The Reserve Bank of Australia increased the national cash rate by 0.25 percentage points to 4.35 per cent on Tuesday [1], [2].

This decision reverses the trajectory of monetary easing from the previous year and signals the central bank's struggle to contain persistent inflation. The move comes as the Australian economy faces the dual threat of rising costs and a potential recession.

The rate hike, announced at 2:30 p.m. Eastern time, brings the cash rate back to the peak level seen in 2024 [3], [4]. This action fully unwinds the three rate cuts implemented last year [5]. While some reports suggested a lower rate of 4.1 per cent [6], the bank's primary guidance indicates the 4.35 per cent mark.

Governor Michele Bullock addressed the external pressures influencing the decision. She said that the rate rises will not stop higher inflation heading Australia’s way from the Iran war [7]. The bank warned that global instability, specifically escalating tension in the Middle East, could drive domestic prices higher despite the tightening of monetary policy.

Financial markets reacted immediately to the announcement. The Australian Securities Exchange closed lower as investors processed the third rate hike of 2026 [8].

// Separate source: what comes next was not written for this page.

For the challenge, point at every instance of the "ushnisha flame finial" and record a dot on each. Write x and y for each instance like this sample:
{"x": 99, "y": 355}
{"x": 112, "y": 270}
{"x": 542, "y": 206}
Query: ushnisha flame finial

Sky News host Chris Kenny said the Reserve Bank did what it had to do by putting up interest rates again by 25 points [3]. He said that this move returns the economy to the peak levels seen before rates began easing at the start of last year [3].

The RBA continues to balance the need to curb inflation with the growing risk of a recession [6]. The bank's strategy reflects a cautious approach to volatile global markets and the potential for supply-chain shocks resulting from international conflict.

The rate rises will not stop higher inflation heading Australia’s way from the Iran war.

The RBA is now fighting a two-front battle: domestic inflation and external geopolitical shocks. By returning to 2024 peak rates, the bank is attempting to preemptively stabilize the economy against inflation spikes caused by the Iran war, even though such moves increase the likelihood of a recession by raising borrowing costs for consumers and businesses.